If indeed, unfairly to Pranab, his decision to seek early retirement is interpreted philosophically at a deeper level, it would suggest that wisdom is in precipitately declining demand. After all, why would Rahul Gandhi & Co want to encourage an anti-government, anti-statestream of action and thought while giving at the same time the essential motor drive to the Manmohan Singh government? It defies explanation (it bears similarity to Kalidasa sawing or chopping the branch of the tree he was straddling), even accounting for the good-bad cop theory. With things being in a bad way and chaotic as they are now, imagine the state of affairs when Rahul Gandhi reaches the top. You would all come to rue it.

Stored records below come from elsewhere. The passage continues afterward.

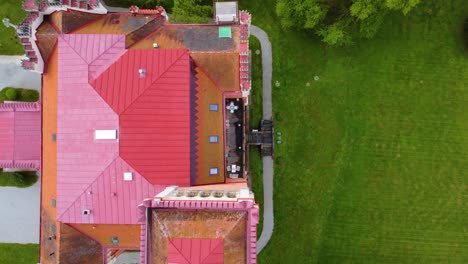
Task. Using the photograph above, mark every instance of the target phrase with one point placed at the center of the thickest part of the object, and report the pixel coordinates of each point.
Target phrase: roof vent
(128, 176)
(115, 240)
(142, 73)
(105, 134)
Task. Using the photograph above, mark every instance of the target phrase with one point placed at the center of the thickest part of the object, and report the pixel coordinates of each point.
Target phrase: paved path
(268, 218)
(114, 9)
(12, 74)
(19, 214)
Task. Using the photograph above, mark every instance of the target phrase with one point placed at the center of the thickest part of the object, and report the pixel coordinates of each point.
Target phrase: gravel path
(19, 214)
(12, 74)
(268, 217)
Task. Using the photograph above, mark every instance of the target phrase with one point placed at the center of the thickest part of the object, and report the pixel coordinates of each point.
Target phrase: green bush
(28, 95)
(18, 94)
(11, 94)
(21, 179)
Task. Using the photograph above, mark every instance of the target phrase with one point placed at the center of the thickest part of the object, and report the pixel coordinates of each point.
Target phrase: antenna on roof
(142, 73)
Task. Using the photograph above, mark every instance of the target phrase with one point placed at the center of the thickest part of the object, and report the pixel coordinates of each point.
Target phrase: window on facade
(214, 139)
(214, 107)
(213, 171)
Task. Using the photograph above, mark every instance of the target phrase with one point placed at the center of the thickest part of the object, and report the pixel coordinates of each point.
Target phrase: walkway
(112, 9)
(19, 214)
(268, 217)
(13, 75)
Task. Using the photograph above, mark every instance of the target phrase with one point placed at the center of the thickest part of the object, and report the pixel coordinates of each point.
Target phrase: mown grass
(255, 161)
(9, 43)
(21, 179)
(372, 168)
(22, 95)
(19, 253)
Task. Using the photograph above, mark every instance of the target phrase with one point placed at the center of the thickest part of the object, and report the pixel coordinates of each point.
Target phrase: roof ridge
(74, 50)
(219, 241)
(178, 250)
(207, 76)
(155, 81)
(91, 183)
(104, 52)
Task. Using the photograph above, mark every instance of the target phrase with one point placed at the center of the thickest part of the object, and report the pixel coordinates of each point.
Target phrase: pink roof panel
(98, 80)
(27, 136)
(110, 198)
(7, 138)
(80, 159)
(196, 251)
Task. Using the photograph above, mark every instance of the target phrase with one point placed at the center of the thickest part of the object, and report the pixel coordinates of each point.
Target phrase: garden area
(18, 94)
(19, 253)
(21, 179)
(372, 167)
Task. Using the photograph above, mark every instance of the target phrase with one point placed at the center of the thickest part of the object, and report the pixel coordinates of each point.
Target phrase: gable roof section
(80, 160)
(196, 251)
(150, 113)
(20, 135)
(7, 135)
(154, 112)
(120, 85)
(110, 199)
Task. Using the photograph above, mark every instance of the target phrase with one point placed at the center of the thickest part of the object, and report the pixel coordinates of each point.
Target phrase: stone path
(268, 217)
(19, 214)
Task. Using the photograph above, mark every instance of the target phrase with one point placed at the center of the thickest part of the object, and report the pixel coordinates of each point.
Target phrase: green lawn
(9, 43)
(373, 164)
(19, 253)
(21, 179)
(255, 161)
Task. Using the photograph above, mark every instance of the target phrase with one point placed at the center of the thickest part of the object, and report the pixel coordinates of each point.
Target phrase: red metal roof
(195, 251)
(99, 87)
(20, 135)
(154, 112)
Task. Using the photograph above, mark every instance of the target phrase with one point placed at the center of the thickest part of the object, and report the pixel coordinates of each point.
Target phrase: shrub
(28, 95)
(11, 94)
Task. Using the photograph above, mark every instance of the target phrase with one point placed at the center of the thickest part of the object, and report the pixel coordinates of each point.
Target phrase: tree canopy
(339, 22)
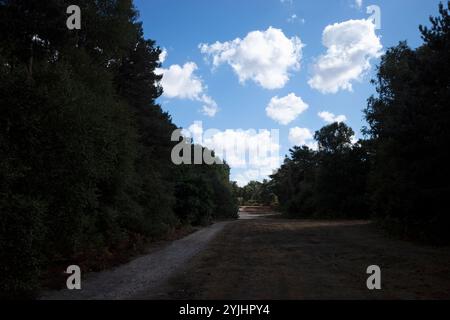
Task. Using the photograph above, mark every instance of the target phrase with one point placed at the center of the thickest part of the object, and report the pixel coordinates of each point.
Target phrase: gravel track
(143, 274)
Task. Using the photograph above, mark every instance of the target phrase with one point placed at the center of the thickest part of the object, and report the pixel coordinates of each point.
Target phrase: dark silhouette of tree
(85, 170)
(409, 124)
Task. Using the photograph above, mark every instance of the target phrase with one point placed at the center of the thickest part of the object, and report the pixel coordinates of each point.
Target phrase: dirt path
(143, 274)
(289, 259)
(265, 257)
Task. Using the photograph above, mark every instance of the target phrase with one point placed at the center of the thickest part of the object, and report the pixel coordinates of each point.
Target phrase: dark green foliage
(409, 124)
(330, 182)
(85, 167)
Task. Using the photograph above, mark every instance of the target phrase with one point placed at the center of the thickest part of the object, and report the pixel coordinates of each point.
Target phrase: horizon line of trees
(85, 166)
(399, 174)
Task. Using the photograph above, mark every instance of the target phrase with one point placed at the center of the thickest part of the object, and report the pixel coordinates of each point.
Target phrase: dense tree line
(85, 167)
(256, 193)
(400, 173)
(328, 182)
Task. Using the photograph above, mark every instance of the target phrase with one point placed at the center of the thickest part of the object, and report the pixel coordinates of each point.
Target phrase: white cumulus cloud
(350, 47)
(285, 109)
(252, 154)
(181, 82)
(331, 117)
(300, 136)
(265, 57)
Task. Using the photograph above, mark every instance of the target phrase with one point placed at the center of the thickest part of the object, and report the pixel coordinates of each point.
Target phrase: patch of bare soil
(302, 259)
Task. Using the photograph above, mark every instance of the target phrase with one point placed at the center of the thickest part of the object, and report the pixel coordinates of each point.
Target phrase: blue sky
(181, 26)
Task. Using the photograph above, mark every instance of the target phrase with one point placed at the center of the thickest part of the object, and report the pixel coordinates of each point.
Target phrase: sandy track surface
(266, 257)
(143, 274)
(301, 259)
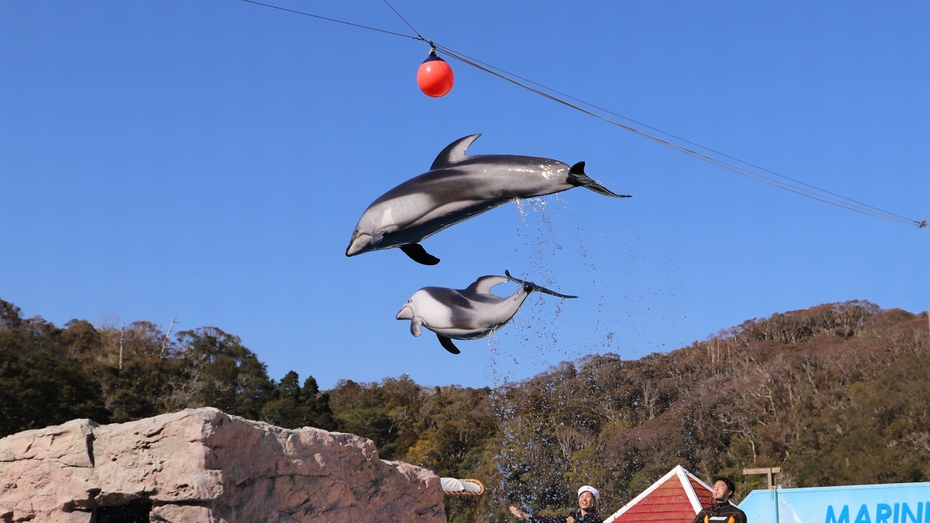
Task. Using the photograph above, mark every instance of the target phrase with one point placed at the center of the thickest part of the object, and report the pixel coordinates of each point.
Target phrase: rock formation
(201, 465)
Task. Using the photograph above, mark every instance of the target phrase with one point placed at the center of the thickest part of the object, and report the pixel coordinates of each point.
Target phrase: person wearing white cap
(588, 497)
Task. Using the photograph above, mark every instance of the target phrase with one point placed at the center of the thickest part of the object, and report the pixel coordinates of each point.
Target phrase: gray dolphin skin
(466, 314)
(456, 188)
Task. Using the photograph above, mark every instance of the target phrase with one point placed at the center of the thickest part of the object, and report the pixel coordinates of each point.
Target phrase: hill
(836, 394)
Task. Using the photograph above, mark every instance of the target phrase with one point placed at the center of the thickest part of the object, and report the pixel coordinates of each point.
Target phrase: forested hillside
(836, 394)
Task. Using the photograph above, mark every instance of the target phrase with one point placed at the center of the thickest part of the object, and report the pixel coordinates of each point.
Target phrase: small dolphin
(456, 188)
(466, 314)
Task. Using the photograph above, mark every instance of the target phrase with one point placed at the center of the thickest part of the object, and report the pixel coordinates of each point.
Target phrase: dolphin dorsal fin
(484, 284)
(454, 152)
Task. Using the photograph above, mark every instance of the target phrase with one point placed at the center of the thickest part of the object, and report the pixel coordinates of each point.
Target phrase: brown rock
(201, 465)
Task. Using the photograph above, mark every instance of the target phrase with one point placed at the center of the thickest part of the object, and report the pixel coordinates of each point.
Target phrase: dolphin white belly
(456, 188)
(466, 314)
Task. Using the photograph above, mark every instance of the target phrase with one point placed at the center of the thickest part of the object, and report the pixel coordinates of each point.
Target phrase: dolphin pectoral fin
(578, 178)
(454, 152)
(447, 344)
(415, 327)
(417, 253)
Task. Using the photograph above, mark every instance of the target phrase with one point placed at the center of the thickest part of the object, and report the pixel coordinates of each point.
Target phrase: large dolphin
(457, 187)
(466, 314)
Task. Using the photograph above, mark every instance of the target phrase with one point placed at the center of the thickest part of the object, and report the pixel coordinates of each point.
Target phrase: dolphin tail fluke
(447, 344)
(417, 253)
(532, 287)
(578, 178)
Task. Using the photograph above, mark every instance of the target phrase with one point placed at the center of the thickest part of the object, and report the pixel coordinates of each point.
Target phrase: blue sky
(209, 160)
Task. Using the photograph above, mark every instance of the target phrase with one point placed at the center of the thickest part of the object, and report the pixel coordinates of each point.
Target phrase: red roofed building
(677, 497)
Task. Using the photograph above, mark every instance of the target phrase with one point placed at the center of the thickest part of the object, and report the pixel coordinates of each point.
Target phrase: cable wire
(744, 168)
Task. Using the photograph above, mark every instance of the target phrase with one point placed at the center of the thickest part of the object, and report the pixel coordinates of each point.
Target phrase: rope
(745, 169)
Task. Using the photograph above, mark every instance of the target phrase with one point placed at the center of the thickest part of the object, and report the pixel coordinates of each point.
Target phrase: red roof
(676, 497)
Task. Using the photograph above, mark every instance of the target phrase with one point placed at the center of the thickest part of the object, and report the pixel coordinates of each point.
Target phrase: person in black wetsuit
(722, 510)
(586, 513)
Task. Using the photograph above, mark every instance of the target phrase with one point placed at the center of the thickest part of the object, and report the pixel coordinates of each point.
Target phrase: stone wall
(201, 465)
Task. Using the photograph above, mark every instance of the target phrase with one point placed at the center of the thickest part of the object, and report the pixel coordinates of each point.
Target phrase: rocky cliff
(201, 465)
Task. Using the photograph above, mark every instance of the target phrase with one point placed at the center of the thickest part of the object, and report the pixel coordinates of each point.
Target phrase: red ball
(435, 76)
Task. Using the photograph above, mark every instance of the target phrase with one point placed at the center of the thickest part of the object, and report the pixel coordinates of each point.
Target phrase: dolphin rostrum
(466, 314)
(456, 188)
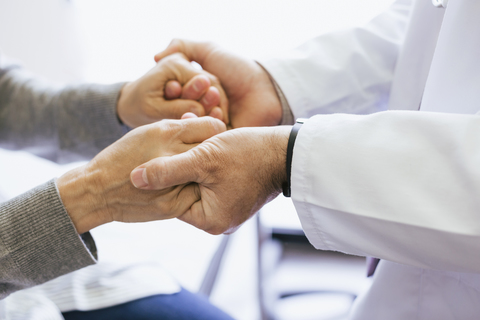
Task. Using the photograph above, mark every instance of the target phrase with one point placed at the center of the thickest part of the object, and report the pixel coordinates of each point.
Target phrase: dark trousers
(183, 305)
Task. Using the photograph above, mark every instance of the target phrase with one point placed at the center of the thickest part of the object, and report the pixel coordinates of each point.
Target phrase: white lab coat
(400, 185)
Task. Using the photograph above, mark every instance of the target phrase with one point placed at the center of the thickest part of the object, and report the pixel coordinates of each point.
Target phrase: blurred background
(267, 268)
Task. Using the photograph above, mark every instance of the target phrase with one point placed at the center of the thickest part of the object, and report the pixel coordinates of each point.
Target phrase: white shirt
(399, 185)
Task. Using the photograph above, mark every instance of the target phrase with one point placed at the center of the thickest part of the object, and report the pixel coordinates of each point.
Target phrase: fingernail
(139, 178)
(204, 100)
(199, 84)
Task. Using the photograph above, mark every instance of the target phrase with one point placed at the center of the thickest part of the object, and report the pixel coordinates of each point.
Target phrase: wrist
(279, 143)
(81, 200)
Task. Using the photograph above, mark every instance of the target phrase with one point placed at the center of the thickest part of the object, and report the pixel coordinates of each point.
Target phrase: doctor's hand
(100, 191)
(253, 100)
(234, 173)
(170, 89)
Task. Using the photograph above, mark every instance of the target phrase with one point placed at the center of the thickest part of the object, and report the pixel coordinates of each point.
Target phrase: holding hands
(155, 96)
(191, 169)
(231, 175)
(101, 192)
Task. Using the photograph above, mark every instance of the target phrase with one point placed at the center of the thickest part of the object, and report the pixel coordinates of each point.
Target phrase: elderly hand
(253, 100)
(101, 192)
(235, 174)
(149, 98)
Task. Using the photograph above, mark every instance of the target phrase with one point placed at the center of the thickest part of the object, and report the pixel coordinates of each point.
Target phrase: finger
(190, 115)
(187, 197)
(210, 99)
(197, 51)
(173, 90)
(164, 172)
(175, 109)
(197, 130)
(216, 113)
(195, 215)
(197, 87)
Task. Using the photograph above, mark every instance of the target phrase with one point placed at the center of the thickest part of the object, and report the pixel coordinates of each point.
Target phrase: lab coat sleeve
(347, 71)
(397, 185)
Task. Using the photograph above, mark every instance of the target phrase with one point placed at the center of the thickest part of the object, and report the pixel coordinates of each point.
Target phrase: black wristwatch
(287, 191)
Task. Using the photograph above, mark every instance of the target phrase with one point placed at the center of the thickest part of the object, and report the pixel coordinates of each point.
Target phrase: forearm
(349, 71)
(59, 123)
(393, 185)
(38, 240)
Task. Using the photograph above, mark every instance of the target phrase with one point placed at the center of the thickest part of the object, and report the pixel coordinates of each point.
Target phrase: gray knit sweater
(38, 241)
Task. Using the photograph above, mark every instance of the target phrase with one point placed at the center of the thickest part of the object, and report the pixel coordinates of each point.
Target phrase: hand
(101, 191)
(148, 99)
(253, 100)
(236, 173)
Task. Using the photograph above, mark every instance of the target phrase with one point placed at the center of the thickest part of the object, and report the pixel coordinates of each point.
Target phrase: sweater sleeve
(38, 241)
(59, 123)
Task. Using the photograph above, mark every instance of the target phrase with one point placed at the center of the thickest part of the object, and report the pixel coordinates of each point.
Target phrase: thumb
(164, 172)
(196, 51)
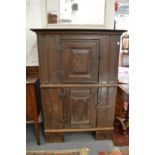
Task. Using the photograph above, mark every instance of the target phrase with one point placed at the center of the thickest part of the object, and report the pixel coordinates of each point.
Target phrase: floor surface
(72, 141)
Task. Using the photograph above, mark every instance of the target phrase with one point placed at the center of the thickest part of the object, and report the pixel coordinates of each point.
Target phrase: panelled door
(79, 61)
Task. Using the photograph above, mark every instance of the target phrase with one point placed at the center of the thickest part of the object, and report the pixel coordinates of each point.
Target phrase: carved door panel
(82, 109)
(52, 108)
(79, 61)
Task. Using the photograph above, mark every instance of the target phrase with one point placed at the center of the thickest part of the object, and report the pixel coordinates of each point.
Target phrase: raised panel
(82, 108)
(52, 108)
(80, 60)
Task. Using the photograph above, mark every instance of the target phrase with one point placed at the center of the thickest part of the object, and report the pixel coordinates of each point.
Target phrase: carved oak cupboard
(78, 76)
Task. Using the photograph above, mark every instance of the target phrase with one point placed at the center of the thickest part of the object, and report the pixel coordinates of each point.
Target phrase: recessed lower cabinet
(78, 78)
(69, 107)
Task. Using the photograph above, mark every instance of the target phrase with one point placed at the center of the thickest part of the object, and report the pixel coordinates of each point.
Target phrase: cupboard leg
(103, 135)
(54, 137)
(37, 134)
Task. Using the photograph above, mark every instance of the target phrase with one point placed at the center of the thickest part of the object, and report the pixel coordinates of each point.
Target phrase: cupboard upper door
(79, 61)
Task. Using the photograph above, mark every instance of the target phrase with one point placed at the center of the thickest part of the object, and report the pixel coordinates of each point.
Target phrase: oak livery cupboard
(78, 79)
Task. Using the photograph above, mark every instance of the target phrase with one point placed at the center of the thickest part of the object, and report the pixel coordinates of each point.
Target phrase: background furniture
(122, 99)
(32, 103)
(78, 76)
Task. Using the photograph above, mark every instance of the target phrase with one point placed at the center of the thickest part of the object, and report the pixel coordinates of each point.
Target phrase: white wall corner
(109, 14)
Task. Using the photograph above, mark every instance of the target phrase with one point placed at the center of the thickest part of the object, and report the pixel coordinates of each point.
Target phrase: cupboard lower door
(82, 108)
(67, 108)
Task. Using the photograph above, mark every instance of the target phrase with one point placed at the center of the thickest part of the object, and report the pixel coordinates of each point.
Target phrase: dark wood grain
(78, 73)
(32, 104)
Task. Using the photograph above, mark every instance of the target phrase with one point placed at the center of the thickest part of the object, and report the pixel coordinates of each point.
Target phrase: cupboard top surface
(38, 30)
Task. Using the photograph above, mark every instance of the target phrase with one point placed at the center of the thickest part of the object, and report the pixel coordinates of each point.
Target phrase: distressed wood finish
(32, 104)
(78, 74)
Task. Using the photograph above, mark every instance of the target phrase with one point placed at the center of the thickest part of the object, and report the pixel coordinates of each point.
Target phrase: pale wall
(35, 17)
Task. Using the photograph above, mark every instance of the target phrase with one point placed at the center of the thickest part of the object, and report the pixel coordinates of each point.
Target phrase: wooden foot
(103, 135)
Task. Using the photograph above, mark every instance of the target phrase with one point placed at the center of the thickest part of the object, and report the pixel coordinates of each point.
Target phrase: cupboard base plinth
(104, 135)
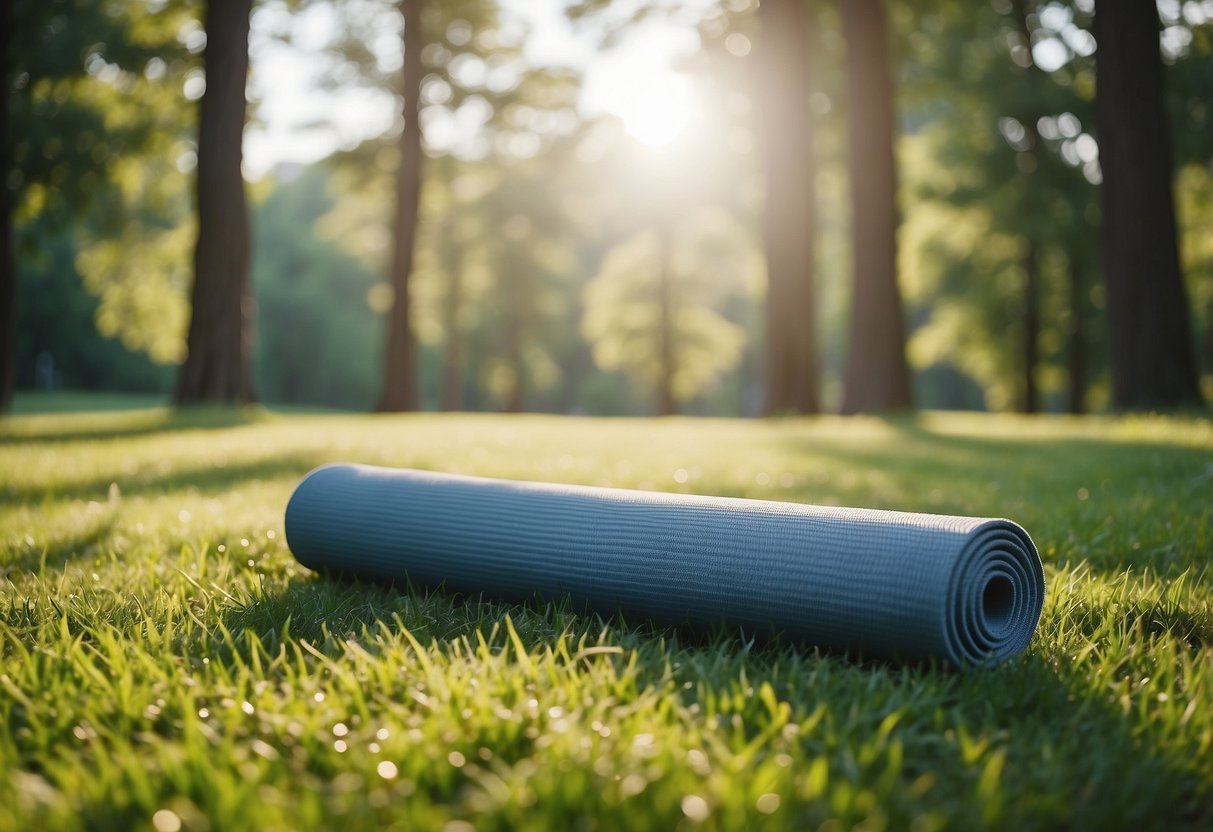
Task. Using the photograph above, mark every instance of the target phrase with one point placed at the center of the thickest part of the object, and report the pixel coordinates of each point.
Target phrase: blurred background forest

N.V.Subramanian is Editor, http://www.NewsInsight.net, and writes internationally on strategic affairs. He has authored two novels, University of Love (Writers Workshop, Calcutta) and Courtesan of Storms (Har-Anand, Delhi). Email: envysub@gmail.com.
The real problem is the Nehru-Gandhi family views the INC as its fiefdom and the PM job as raj gaddi or throne. By converting itself into a dynasty it has made itself open to coterie politics like the Corps of Forty in the Mughal Sultanate days. It cannot get elected and hence it is acting anti-state and anti-govt so as to become the gathering of all those who abhor the idea of India.
Reminds me of the Dhananand's politics in the serial Chanakya.